Szávay told the Budapest Beacon that Jobbik generally agrees with the government’s aim to make NGO funding more transparent, but that the adopted bill is only a half-measure, as it does not regulate domestic funding. He said Jobbik would have voted to adopt the bill had the government majority accepted the two modifications proposed by the radical right-wing party calling for the removal of the exceptions for religious and sports organizations, and the inclusion of domestic funding into the bill. As the government majority rejected the proposals, Jobbik absented itself from the final vote.
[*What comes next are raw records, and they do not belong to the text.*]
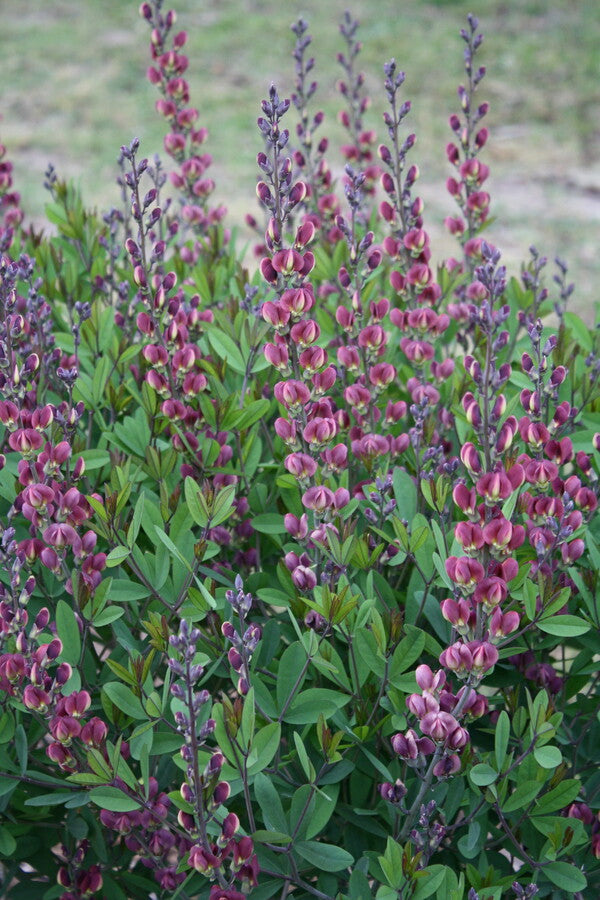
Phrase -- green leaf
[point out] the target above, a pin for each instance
(482, 775)
(327, 857)
(222, 506)
(565, 876)
(428, 885)
(307, 705)
(564, 626)
(21, 748)
(559, 797)
(407, 652)
(522, 795)
(117, 555)
(122, 590)
(307, 766)
(264, 747)
(68, 631)
(291, 664)
(270, 803)
(501, 738)
(111, 614)
(124, 699)
(7, 727)
(270, 837)
(251, 413)
(8, 844)
(268, 523)
(57, 798)
(113, 799)
(547, 757)
(95, 459)
(226, 349)
(196, 502)
(405, 493)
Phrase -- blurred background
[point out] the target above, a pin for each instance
(74, 89)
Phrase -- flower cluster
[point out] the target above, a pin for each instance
(11, 214)
(185, 141)
(202, 791)
(467, 186)
(80, 882)
(439, 713)
(360, 152)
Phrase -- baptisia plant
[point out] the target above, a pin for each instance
(299, 579)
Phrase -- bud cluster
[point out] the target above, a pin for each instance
(80, 882)
(309, 157)
(185, 140)
(245, 641)
(359, 153)
(466, 188)
(11, 214)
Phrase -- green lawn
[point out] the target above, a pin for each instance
(74, 90)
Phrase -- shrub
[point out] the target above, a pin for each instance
(299, 588)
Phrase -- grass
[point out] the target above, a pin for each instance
(75, 90)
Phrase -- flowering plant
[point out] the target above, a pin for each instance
(275, 545)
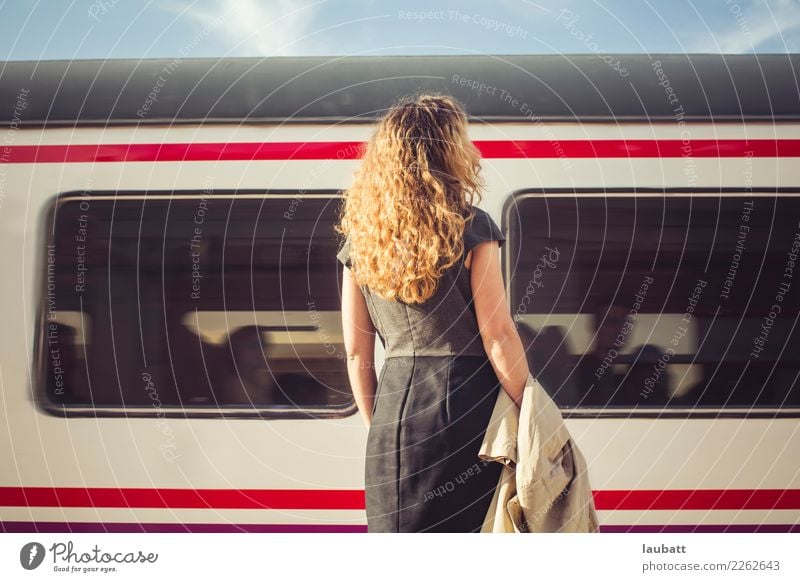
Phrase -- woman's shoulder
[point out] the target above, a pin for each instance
(481, 228)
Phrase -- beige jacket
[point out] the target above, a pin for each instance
(544, 484)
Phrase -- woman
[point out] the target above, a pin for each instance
(421, 269)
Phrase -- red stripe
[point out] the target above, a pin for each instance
(349, 150)
(182, 498)
(641, 500)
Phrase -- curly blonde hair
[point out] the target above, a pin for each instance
(409, 202)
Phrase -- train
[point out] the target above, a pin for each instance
(172, 356)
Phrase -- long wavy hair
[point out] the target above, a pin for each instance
(409, 202)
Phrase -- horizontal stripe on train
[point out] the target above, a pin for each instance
(491, 149)
(674, 499)
(98, 527)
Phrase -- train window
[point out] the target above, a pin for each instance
(194, 304)
(659, 301)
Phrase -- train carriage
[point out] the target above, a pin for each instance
(172, 355)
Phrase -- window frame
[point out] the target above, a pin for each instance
(516, 196)
(39, 375)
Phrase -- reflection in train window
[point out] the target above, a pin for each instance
(194, 302)
(659, 301)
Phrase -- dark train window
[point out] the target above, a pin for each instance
(659, 301)
(209, 302)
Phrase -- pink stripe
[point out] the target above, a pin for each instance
(118, 527)
(638, 500)
(349, 150)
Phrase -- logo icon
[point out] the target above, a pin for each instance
(31, 555)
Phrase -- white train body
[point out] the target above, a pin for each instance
(82, 466)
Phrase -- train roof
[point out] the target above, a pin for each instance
(567, 87)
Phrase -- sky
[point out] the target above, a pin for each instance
(109, 29)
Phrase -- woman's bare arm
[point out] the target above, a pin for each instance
(500, 337)
(359, 344)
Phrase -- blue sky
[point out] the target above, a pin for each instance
(53, 29)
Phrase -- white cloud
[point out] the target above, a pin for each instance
(253, 28)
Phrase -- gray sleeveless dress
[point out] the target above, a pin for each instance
(435, 396)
Szávay pointed out that the law contains a huge loophole in that any foreigner with a Hungarian bank account can fund Hungarian NGOs without any regulations. “[The Open Society Foundation’s] George Soros could walk into an OTP [National Savings Bank-ed.], open a bank account and give as much money to NGOs to overwhelm the government as he wanted to,” said the Jobbik MP.
“It is our conviction that this law is an immoral proposition of the government. Apart from solely political aims, nothing justifies the adoption of a bill like this. There is no need for a new law, since the current legislation fully guarantees the transparency of the NGOs. The current legislation allows NGOs that receive funding from abroad to be examined,” said independent MP Zsuzsanna Szelényi at a press conference after the vote. “Besides the fact that the law is totally unnecessary, our biggest problem is that it is also stigmatizing, thus revealing the government’s dark intentions.”
Szelényi highlighted that the law includes numerous exceptions, namely religious, sports, political and minority organizations. She pointed out that parts of the law match the text of a similar Russian legislation word for word. Szelényi concluded her remarks by saying that “in a European Hungary this law is totally intolerable.”
Movement for a Modern Hungary (MoMa)
Hungary’s small, conservative liberal party openly sided with those Hungarian civil organizations that announced their intention to boycott the NGO law shortly after its adoption. In a statement put out by the party founder and chairman, former finance minister and MEP Lajos Bokros, MoMa condemned the “Fidesz mafia’s latest ignoble attack on the independent and free social organizations that are fighting a brave struggle for the maintenance of Hungary’s operability, and that untiringly serve to better the everyday life of a society more and more divided by the evil government.”